According to the British leader Sir Oswald Mosley, Eurafrika is the insoluble politico-economic unit under the leadership of the European Volkergemeinschaft (Community of Peoples). It consists geographically of continental Europe from the Atlantic to the Urals and the continent of Africa, as well as an indeterminate amount of adjacent territory in Western Asia.
Elaborated by the Spanish Phanlaxist Ramon Garcia Serrano, the leadership role of European peoples is based on three conceptions of Europe: as the West (against Asiatic barbarity and communism); as Civilisation; and as Empire. A fourth conception, of Europe as Race, was added by German theorists.
While the current European sphere of influence extends far beyond the borders of Eurafrika, into parts of Latin America and South Asia, Eurafrika must still be regarded as the core which must be defended against outside intervention or internal dissidence at all costs.
Africa is essentially divided into five or six great blocs. South-East Africa is a great swathe of settler-dominated colonies, from Italian East-Africa in the north-east, through South Africa and the south and to Portuguese West Africa (technically an Overseas Province of Portugal) in the west.
French North Africa and Italian North Africa represent a second bloc of settler colonies in the extreme North of the continent. These are distinguished by being treated as integral parts of the metropolises of France and Italy respectively. A small part of Spanish Morocco is treated similarly.
The protected Arab kingdoms of North Africa, Tunisia and Morocco (under Italy and Spain respectively) form a third bloc. Egypt and Sudan, formerly under British rule and Italian influence, are both regarded as fully independent Arab states, and so form a fourth bloc.
A huge stretch of territory in West and Central Africa forms a fifth bloc, characterised by direct rule and the absence of a substantial settler population. These bloc represents a source of raw materials and a captive market for the powers that control it. Rule is exercised through native collaborators at a fairly low level. Favoured native groups include the Arabs and Berbers in the north of the region through to the Tutsi in Netherlands Central Africa (Congo).
A small sixth bloc is sometimes regarded as existing in British West Africa, specifically in British Liberia (formerly Liberia and Sierra Leone). Here the is a substantial settler population of non-European origin, but which exercises some control over their own affairs in a way comparable to the European settlers of South-East Africa. These include the Creole peoples of Liberia (the Americo-Liberians and the Krio of Freetown) and the Lebanese, mainly found in the former Sierra Leone.
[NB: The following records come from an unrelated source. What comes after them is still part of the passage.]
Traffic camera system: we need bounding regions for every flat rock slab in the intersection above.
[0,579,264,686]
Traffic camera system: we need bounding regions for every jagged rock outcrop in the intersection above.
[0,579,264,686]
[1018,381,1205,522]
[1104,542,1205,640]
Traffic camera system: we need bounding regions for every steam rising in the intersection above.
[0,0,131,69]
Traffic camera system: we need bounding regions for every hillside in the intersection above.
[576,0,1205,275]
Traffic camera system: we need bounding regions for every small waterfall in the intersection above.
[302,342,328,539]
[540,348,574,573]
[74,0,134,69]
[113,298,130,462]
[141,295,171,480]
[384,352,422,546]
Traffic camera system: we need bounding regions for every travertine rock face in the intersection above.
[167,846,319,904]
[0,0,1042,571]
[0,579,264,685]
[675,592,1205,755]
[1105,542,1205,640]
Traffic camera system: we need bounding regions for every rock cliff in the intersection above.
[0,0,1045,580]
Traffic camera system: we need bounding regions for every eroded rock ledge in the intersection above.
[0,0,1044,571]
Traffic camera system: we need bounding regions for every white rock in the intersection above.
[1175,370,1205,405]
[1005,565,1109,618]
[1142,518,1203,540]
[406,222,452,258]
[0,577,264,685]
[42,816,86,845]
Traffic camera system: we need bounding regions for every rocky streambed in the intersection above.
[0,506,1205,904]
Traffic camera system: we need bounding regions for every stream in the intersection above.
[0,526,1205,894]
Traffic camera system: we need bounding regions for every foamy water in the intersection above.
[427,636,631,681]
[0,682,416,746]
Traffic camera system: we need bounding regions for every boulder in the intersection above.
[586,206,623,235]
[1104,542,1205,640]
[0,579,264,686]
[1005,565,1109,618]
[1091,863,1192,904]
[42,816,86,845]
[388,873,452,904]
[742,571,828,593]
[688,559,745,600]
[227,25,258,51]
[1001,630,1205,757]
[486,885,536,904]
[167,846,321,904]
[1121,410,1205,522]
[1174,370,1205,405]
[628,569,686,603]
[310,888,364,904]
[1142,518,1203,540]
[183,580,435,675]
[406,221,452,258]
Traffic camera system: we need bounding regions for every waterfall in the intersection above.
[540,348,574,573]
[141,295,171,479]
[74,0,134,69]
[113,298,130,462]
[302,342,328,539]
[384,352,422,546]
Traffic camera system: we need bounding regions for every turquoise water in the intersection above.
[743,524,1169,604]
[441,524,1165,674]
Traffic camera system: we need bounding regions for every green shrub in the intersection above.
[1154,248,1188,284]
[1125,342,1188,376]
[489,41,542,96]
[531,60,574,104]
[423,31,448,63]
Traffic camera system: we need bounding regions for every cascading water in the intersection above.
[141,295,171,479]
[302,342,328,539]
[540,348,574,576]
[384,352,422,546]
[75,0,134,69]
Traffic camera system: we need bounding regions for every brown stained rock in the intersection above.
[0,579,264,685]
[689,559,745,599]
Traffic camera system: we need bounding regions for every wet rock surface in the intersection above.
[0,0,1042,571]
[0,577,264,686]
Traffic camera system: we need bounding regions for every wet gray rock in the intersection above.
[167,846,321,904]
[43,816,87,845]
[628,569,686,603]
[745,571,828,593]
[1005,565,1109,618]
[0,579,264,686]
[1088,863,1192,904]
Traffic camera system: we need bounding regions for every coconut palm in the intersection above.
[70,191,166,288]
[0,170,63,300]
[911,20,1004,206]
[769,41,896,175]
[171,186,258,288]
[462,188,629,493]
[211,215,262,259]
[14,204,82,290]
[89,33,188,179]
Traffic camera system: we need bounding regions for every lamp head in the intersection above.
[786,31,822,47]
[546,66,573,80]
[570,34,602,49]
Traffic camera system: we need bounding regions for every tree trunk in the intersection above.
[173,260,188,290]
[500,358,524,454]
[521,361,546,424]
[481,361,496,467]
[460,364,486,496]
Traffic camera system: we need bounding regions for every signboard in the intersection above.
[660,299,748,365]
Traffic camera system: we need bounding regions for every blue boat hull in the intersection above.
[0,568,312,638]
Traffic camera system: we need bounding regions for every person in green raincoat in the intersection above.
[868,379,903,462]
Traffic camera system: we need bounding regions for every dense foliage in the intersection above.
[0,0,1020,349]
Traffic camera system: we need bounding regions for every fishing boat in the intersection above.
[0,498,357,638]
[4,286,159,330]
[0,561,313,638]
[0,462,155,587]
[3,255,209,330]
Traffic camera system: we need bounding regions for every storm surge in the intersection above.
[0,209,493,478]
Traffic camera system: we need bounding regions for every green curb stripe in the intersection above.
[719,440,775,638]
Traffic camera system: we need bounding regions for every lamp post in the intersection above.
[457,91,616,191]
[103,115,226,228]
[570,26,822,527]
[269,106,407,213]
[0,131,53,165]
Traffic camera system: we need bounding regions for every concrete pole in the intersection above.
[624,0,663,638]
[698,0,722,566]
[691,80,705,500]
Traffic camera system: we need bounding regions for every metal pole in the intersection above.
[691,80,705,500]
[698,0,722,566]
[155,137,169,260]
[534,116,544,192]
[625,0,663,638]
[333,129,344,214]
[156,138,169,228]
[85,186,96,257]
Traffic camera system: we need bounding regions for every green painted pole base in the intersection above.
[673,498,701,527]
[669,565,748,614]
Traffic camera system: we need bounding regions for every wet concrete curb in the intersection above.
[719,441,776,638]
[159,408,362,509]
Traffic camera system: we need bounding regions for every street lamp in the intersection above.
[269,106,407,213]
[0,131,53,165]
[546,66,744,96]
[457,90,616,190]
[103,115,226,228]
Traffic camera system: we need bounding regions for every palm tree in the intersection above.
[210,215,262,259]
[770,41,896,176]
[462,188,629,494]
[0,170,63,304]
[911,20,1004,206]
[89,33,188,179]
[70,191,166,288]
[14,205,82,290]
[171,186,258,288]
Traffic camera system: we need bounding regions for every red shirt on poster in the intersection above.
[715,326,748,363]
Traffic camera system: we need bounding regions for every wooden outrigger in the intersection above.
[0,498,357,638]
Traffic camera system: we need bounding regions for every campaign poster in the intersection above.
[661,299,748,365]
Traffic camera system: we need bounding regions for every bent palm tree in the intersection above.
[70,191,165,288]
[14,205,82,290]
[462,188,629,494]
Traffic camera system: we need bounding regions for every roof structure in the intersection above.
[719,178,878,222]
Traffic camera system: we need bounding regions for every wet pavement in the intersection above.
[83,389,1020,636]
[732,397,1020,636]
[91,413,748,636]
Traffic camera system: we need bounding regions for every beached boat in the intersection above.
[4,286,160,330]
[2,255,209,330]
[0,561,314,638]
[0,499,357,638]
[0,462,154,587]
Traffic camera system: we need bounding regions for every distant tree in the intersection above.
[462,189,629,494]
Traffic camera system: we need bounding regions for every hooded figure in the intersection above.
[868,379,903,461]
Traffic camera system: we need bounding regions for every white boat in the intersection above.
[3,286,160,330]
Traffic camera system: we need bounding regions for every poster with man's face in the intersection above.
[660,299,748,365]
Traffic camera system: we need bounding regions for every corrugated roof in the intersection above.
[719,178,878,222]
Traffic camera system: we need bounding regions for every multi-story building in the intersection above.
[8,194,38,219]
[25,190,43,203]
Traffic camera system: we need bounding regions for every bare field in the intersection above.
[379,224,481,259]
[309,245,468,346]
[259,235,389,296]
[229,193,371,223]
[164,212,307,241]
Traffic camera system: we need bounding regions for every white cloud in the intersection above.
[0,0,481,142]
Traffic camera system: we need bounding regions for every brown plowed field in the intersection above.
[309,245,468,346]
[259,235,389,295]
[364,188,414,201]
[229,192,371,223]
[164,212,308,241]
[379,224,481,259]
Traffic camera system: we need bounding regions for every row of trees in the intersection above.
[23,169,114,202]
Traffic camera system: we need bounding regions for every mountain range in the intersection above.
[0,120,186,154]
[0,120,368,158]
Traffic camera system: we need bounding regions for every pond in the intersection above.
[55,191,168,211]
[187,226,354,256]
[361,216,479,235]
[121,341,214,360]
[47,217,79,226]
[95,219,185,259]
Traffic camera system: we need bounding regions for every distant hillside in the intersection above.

The situation in this bloc is not entirely unique. There are substantial non-African, non-European populations across Africa, and they often form an intermediate strata between the African masses and the European rulers. Arabs and Berbers are often used in this way across North Africa and the East African coast, while Asians are found in large numbers throughout British South, Central and East Africa. In addition the Portuguese Empire uses its Creole population (the Mesticos) as an intermediate strate, while the Moroccan Arabs transported by Spain to its Guinea colony serve a similar role there. However in many ways the situation in Greater Liberia is distinct, due to the absence of large numbers of White European settlers, the level of collaboration and internal self-government, etc.
All of Africa, with the exception of Egypt and Sudan, is under the direct control or the protection of one of European powers: Great Britain, France, Italy, Spain, Portugal or the Netherlands.
- British South Africa (Dominion status 1910)
- British Central Africa (also known as the Dominion of Rhodesia from 1965, and from 1953 to 1965 as Southern Rhodesia)
- British East Africa (also known as the Dominion of Kenya from 1978)
- British West Africa (federated 1960, including most of the former Republic of Liberia)
- French North Africa (without Tunisia and Morocco, lost to Italy and Spain respectively, and without those regions directly attached to Metropolitan France, specifically Alger and Kabylie)
- French West Africa (some territory lost to Spain, some gained from the former Republic of Liberia)
- French Central Africa (formerly French Equatorial Africa)
- French East Africa (also known as Madagascar, after the loss of French Somalia)
- Italian North Africa (also known as Libya, nominally part of metropolitan Italy, but also encompassing the protectorate of Tunisia)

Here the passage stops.